She quickly realized, however, that teaching herself how to photograph her work was how she would attract clients of her own. Ly’s Instagram account has over 160,000 followers for her intensely saturated flower compositions, the petals interspersed with geometric objects, vases, and sometimes human figures. For ARTnews, Ly breaks down her photo “Phase 24 of Reopening,” seen below. Beyond its visual beauty, it also captures a hint of quarantine humor.
The blooms provide a soft canopy to the image as they loom over the delicate offering of fruit beneath them. When she began composing images with flowers, Ly learned by trial and error, figuring out what changes when a photo is taken. “What you see when someone sends you an arrangement is completely different than what the camera reads,” she explained. It’s all about sculpting, “in terms of using the colors and shapes of flowers to create negative space or to fill in.” As it happens, she had limited access to fresh flowers when creating this piece, which allowed her to fill in the image in with other material.

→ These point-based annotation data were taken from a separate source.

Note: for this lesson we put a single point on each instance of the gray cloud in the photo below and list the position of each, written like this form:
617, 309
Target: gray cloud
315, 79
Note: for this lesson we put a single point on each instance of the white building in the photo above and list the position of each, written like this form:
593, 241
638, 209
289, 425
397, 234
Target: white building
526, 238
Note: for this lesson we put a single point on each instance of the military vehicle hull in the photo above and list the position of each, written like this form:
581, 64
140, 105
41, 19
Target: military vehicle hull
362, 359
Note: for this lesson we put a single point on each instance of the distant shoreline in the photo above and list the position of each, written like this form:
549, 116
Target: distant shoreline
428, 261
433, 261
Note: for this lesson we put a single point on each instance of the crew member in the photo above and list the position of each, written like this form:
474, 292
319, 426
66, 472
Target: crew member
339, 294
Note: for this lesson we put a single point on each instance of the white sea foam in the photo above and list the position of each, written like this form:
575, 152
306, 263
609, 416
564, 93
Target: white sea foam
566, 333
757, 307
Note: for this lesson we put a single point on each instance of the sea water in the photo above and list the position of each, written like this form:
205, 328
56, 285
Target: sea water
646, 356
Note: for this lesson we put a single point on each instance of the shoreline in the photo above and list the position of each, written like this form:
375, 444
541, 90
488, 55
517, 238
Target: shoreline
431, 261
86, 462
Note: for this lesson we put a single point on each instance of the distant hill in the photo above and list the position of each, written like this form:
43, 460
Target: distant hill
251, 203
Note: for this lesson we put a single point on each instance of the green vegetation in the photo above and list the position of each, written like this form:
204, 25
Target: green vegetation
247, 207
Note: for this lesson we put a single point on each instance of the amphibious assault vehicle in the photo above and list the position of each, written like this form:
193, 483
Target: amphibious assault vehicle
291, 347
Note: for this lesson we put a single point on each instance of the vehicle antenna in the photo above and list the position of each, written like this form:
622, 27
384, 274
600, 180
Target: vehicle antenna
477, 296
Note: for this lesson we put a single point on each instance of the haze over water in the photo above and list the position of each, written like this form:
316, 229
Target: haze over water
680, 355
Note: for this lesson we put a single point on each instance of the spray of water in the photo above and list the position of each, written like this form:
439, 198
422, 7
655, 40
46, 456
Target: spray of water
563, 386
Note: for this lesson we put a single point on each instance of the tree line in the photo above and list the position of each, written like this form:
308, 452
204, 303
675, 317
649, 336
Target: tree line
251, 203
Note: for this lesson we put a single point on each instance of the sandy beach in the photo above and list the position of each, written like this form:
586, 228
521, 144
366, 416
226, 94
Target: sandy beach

“Cherries were in season,” Ly said, “And the blush strawberry is only around for about a week.” The ephemeral nature of “Phase” adds to its power — the photo captures what would otherwise decay. The melon adds another sculptural element to the piece, with its ovular shape and bowl-like divot. “I think about how you expand their physical being into something that can be overwhelming or larger than what it is,” Ly said. “They can become “not a fruit!’”
Lighting & Reflections
The hazy glow in the photo is not the product of careful editing, but of long exposure and a simple overhead light above Ly’s kitchen table. “There’s something about the time of the long exposure that gives the ephemeral feel,” she said. “I don’t do a lot of editing; it’s all in the camera.”
Drawn to the natural colors of her materials, she added a reflective surface that creates the appearance of a tablecloth. “Reflections are decadent, shimmering — it makes you think of a club, a table from the ‘80s,” she said. “It’s distorted.” Reflections do more than enhance the scene’s decadence; Ly uses mirrors to show the subconscious. “It’s subterranean. It’s altered. Reshaped.” Her work isn’t just a still life; when Ly looks at flowers or fruit, she sees a story: “the relationship of that space and who inhabits that world,” she said. “The silence of that world and how it tugs at you.”